The Afghan, Canadian, and Qatari officials discussed the Afghan peace process in a virtual expert meeting hosted by Afghanistan’s State Ministry for Peace and the Embassy of the Islamic Republic of Afghanistan in Ottawa, in collaboration with Canada’s Global Centre for Pluralism.
Delivering the keynote address, Sayed Sadat Mansoor Naderi, State Minister for Peace of Afghanistan, said “For nearly five decades, violence has been the defining factor of life in Afghanistan. It has been the main political capital, the main driving force in the economic market and the foundation of social relationships at the grassroots level. This has to change and the peace process offers the opportunity to do just that,” Naderi said.
Naderi further added that Afghanistan and the region around it, for centuries in human history, has been a melting pot of various cultures and ideas, interacting with each other, which had enabled the development of a unique civilizational identity.
However, he said the region sunk into a long period of political instability, economic degradation and cultural conservatism as it gradually lost its diversity and more intolerant ideologies became the norm.
“What differentiates us from the Taliban is the diversity and pluralism of our constituency and the capacity of our institutions to represent and reflect that diversity,” he said, adding that “The Taliban on the other hand, represent a limited group of narrow likeminded people with extreme views.”
According to Naderi, the Taliban has not shown the slightest signs of compromise and flexibility towards the rest of the country, continue their wave of violence and still strongly push for a military takeover. “They have not shown any understanding of human and women’s rights, they have not projected any respect for the diversity and pluralism of Afghan society.”
“So, making this process work requires creative thinking and imagination. But it also requires strong and united political messaging, not just from political forces under the banner of the republic, but also our international partners to make it clear to the Taliban that they have no way to become part of the mainstream political scene in Afghanistan except by engaging in a cooperative dialogue with the rest of the Afghan society,” Naderi added.
Reid Sirrs, Ambassador of Canada to Afghanistan, Saoud Abdulla Al-Mahmoud, Ambassador of Qatar to Canada, Ms.
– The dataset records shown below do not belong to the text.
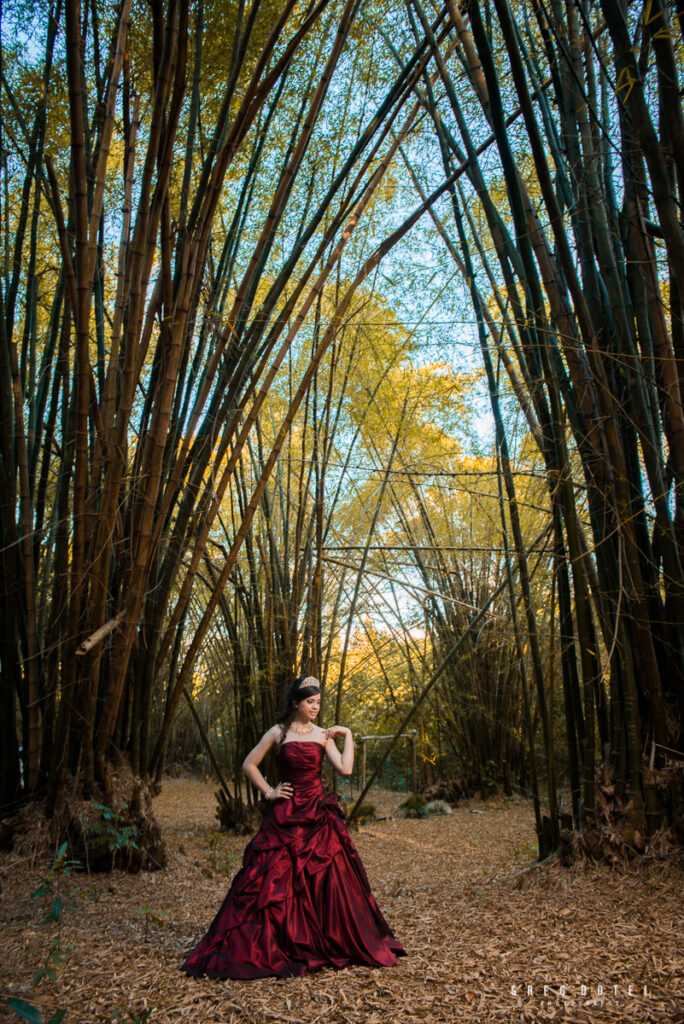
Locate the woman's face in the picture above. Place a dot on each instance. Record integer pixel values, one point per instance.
(309, 708)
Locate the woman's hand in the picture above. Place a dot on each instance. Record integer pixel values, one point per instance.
(281, 792)
(336, 730)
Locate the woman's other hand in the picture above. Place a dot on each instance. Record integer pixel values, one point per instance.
(336, 730)
(281, 792)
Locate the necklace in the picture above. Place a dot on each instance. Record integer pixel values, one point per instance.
(301, 730)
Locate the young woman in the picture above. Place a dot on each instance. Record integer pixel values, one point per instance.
(301, 899)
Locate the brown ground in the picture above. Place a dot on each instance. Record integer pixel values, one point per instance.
(459, 891)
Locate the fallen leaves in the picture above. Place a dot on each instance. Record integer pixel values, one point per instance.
(484, 936)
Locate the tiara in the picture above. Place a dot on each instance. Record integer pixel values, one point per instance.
(309, 681)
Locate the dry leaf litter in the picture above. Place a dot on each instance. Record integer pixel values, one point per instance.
(489, 937)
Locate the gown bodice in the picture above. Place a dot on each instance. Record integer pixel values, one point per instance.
(299, 763)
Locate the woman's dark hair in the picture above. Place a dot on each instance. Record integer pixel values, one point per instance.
(303, 686)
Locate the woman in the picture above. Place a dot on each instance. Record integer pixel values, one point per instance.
(301, 899)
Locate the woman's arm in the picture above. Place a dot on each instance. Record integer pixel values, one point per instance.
(254, 759)
(343, 762)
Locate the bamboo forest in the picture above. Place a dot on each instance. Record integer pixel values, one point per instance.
(344, 339)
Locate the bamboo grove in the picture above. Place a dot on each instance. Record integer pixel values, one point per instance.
(204, 207)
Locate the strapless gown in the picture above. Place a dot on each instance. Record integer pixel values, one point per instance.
(301, 900)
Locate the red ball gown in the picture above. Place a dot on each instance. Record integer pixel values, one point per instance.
(301, 899)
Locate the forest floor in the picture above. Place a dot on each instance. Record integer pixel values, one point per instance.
(489, 936)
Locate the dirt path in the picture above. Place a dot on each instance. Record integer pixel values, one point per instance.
(485, 932)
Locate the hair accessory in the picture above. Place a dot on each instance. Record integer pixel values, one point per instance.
(309, 681)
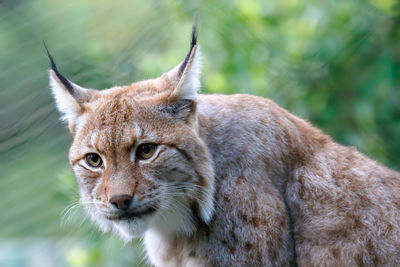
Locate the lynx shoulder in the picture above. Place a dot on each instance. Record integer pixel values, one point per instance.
(215, 180)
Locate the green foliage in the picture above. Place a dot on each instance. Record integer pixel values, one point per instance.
(335, 63)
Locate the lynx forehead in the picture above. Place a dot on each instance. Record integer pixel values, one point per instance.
(213, 180)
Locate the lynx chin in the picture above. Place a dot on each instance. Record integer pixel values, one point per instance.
(218, 180)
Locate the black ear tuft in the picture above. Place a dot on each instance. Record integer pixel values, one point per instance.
(193, 43)
(64, 80)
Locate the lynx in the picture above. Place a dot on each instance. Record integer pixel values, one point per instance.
(218, 180)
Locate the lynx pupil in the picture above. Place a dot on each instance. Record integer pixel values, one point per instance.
(93, 160)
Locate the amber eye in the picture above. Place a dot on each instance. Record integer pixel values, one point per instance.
(93, 160)
(145, 151)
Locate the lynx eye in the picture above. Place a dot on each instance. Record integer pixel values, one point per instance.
(145, 151)
(93, 160)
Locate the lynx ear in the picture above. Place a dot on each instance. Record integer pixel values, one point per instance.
(186, 76)
(69, 96)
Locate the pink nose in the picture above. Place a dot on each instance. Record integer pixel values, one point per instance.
(121, 202)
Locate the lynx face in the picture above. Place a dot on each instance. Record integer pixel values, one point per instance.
(137, 155)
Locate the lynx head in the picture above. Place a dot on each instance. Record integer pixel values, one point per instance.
(137, 154)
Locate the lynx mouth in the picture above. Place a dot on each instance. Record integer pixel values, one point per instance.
(131, 215)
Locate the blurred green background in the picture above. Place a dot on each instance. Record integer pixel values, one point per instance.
(334, 62)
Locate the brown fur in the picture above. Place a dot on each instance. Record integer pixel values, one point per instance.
(252, 184)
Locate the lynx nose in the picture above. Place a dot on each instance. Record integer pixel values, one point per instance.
(121, 201)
Meredith Preston McGhie, Secretary-General of the Global Centre for Pluralism and Mr. Chris Thornton, Senior Advisor for the Center, also delivered remarks on how pluralism can contribute to the Afghan Peace Process.
The Embassy of Afghanistan in a statement said the speakers discussed diversity and inclusion in the context of the Afghan peace process and how it can contribute to sustainable peace in the country.
The statement further added that speakers described inclusion as a critical element and a guiding principle in both peace-making and peace-building efforts and stressed the importance of meaningful participation of all stakeholder groups including women and minorities in the peace process.
The speakers also highlighted the importance of continued conversation, research and exchange of experiences with a view to help deepen understanding of pluralism and its applications in the peace process.